En préparant la veillée à Salé, depuis la France, on avait tenté de trouver des logiciels de traductions automatiques pour certains textes que nous apportions. Quelques pages retranscrites à l’avance pour démarrer facilement – un passage d’ « Antigone », un autre d’ « En attendant Godot ». Mais une fois à Salé, nous avons compris que ce que nous avions était en arabe, en arabe littéraire. Toutes ces traductions ne serviront pas. Pour rencontrer les gens de la médina, il faut traduire dans la langue de la médina. À l’école, on apprend l’arabe littéraire, mais personne ne l’utilise dans la rue. C’est l’enjeu de la veillée, aller à la rencontre des gens.
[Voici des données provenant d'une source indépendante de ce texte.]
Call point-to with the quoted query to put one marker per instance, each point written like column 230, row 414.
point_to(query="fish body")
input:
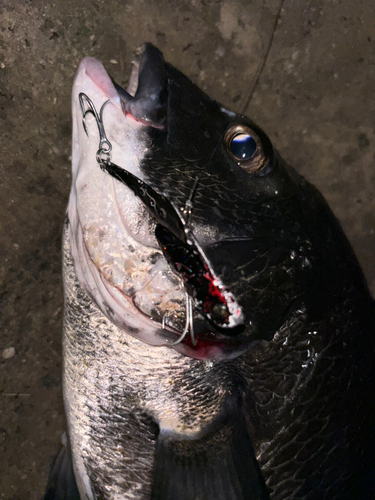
column 218, row 331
Pour que ce soit possible ici, c’est en Darija que tout se fera. Et hop, dès le premier jour, tout est refaire pour les textes à traduire.  

un violon

Porte à porte à nouveau ce matin dans la médina, on est allé chez une dame dont les deux garçons ont posé devant la porte, ensuite ils nous ont fait entrer et nous ont offert du café et du pain tout frais sorti du four.  On a demandé aux enfants de nous montrer un objet qui leur tenait à coeur, un qui est important pour eux et Souhal est allé chercher son violon, il nous a joué deux airs, le premier en posant le violon sur le sol et en jouant un air festif marocain, et ensuite il a pris le violon à l’épaule et nous a joué l’hymne à la joie. On a parlé de l’école : il voulait arrêter pour faire juste de la musique, mais sa mère a dit il faut d’abord apprendre à lire et à écrire et tu feras de la musique le soir.

​Le Darija (1)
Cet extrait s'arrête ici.